E lei lo sa, perché pur non peccando in se, ha gioito in maniera abnorme del rapporto fisico con il maschio e del suo travolgente epilogo.
La ragazza rimane di stucco. Il fremito di alzarsi e scappare da quel vecchio satrapo si blocca di fronte ad una verità di se che mai avrebbe immaginato potesse incrociare niente meno che l'ambito lavorativo.
– Ora lei si chiederà cosa c'entra questo con l'attività che di norma si svolge qui.
La risposta, ahimè, è: niente.
O meglio, niente se non il punto dello spazio e del tempo che il destino mi ha consegnato per incontrare la figlia di Venere. Perché questo lei è, Christina.
La vicenda sembra per Christina volgere sullo scherzo, di dubbio gusto per altro.
– Non è un gioco, mi creda – dice il dottore con piglio severo.
E non è lei che lavorerà per me, ma in un certo senso io lavorerò per lei.
Ho una missione, che è onere ed onore, di condurla a se stessa.
È curioso il suo fato, Christina: essere schiava per essere libera. Ed essere poi ancor più schiava, per rimanere libera.
A quel punto il dottore schiaccia in sequenza dei pulsanti sul lato della scrivania.

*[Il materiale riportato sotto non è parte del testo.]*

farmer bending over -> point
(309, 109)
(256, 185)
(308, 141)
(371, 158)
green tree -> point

Si sente la porta serrarsi e poi i rumori esterni che si attutiscono, fino a sparire.
Christina ha il sangue ed i nervi bloccati. Con gli occhi fissa quelli del dottore.
Lui si avvicina, piano, girando intorno alla scrivania.
A poco più di un metro da lei, il dottore si porta la mano destra all'altezza della cintura, ma poi scivola sulla lampo, che tira verso il basso.
Mentre infila la mano nei pantaloni, dentro le mutande, Christina non smette di incrociare lo sguardo di lui.
– E’ ora di decidere... – fa il dottore, estraendo il suo arnese.

Gli occhi della ragazza iniziano a discendere il breve busto del dottore, fino a trovare il ventre.
Osserva il particolare per qualche istante. Poi torna a quello sguardo fermo, quasi distaccato, con cui il dottore la fissa per carpirne le reazioni.
– È... – sussurra  lei, rimasta di stucco.
– Parli, signorina. Non tema le sue sensazioni.
– È... – replica lei, prendendo ancora una pausa prima di spiegare – È così... grande...
– Si sbaglia. È più grande, quando serve.

Christina non può che tornare a guardare lo scabroso organo che l’uomo tiene appoggiato sul palmo aperto della mano.
– Alla mia età non si può più essere in grado di usare una cosa del genere come quando si era giovani, signorina, ma ho dovuto attendere così tanto prima che lei arrivasse da me...
– Io... io sono solo una studentessa, dottore... – risponde Christina tremante – Sono qui per lavorare e, invece... mi ritrovo in una specie di trappola...
– Non è una trappola: lei d’istinto non ha reagito voltandosi! – grida quello, quasi a rimproverarla – Non ha provato a scappare; lei ha guardato!
– Lei mi ha messo in soggezione, dottore!
– Forse... – fa lui tornando al tono di voce di prima – Ma si è rivelata, ormai... quel che ha visto non le è dispiaciuto. È sorpresa, non scandalizzata.